La prière se structure en quatre parties, et les sacrifices constituent la première d’entre elles. Après avoir dormi, l’homme est plongé dans sa matérialité. Afin de pouvoir se tenir en prière devant Dieu, il doit d’abord s’éveiller et faire don de sa personne au Maître du monde par la récitation des sacrifices. Grâce à cela, il peut ensuite purifier sa personne par la lecture des Pessouqé dezimra, par des chants et des louanges à l’Eternel. De cette façon, il pourra prendre sur lui le joug de la royauté des Cieux durant la lecture du Chéma et ses bénédictions. Et grâce à cela, il pourra s’élever au degré le plus élevé de la prière, où il se tiendra devant le Maître du monde, durant la ‘Amida, en exprimant louange, requête et reconnaissance. Par ce biais, la bénédiction s’épanchera sur le monde.
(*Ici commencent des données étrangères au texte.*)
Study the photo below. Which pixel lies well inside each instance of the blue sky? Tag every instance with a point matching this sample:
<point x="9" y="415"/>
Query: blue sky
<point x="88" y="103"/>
La tradition mystique explique que les quatre étapes de la prière correspondent à quatre mondes, et qu’en suivant l’ordonnancement de la prière, nous nous élevons du monde inférieur au monde supérieur. Les sacrifices correspondent au monde de l’Action (‘olam ha-Assia), les versets de louange au monde de la Formation (‘olam ha-Yetsira), les bénédictions du Chéma au monde de la Création (‘olam ha-Bria) et la ‘Amida au monde supérieur, le monde de l’Emanation (‘olam ha-Atsilout).

Le service de Dieu commence lorsque l’homme reconnaît de la façon la plus claire que l’Eternel est Dieu, et que la matérialité et la vie terrestre n’ont aucune valeur tant qu’elles ne sont pas reliées au service de Dieu. L’oblation des sacrifices exprime de la façon la plus concrète et la plus tangible le sacrifice de la matérialité et de la vie terrestre devant l’Eternel. Aussi, la lecture des paragraphes relatifs aux sacrifices correspond-elle au monde de l’Action, car dans le monde de l’Action, tous les concepts généraux s’incarnent de façon tangible et active.
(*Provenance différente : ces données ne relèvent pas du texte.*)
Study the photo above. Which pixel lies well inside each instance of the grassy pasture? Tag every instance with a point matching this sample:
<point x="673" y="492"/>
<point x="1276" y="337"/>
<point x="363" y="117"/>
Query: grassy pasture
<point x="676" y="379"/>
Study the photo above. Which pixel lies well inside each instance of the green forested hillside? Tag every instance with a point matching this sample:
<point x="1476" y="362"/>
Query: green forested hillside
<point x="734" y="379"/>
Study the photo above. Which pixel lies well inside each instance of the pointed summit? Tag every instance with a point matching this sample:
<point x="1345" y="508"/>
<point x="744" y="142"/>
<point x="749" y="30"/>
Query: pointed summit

Après cela, nous disons les Pessouqé dezimra, versets de louange, correspondant au monde de la Formation. Après avoir sacrifié la matérialité, l’esprit s’est libéré de ses entraves et peut contempler les merveilles de la création, chanter et faire l’éloge de Dieu.

Grâce à l’élévation de l’esprit à laquelle nous sommes parvenus par le biais des Pessouqé dezimra, nous sommes en mesure de reconnaître la source divine et de recevoir le joug de la royauté des Cieux de façon parfaite. Par le rappel des sacrifices, nous n’avons pas encore pris parfaitement conscience des principes de la foi (émouna). Nous avons seulement exprimé notre disposition à tout donner pour elle. Après le rappel des sacrifices et les versets de louange, nous pouvons nous élever à une émouna parfaite en Dieu, telle qu’elle s’explicite dans le Chéma et, de façon plus largement développée, dans ses bénédictions. Cela correspond au monde de la Création, dans lequel les choses se présentent à nous à leur racine.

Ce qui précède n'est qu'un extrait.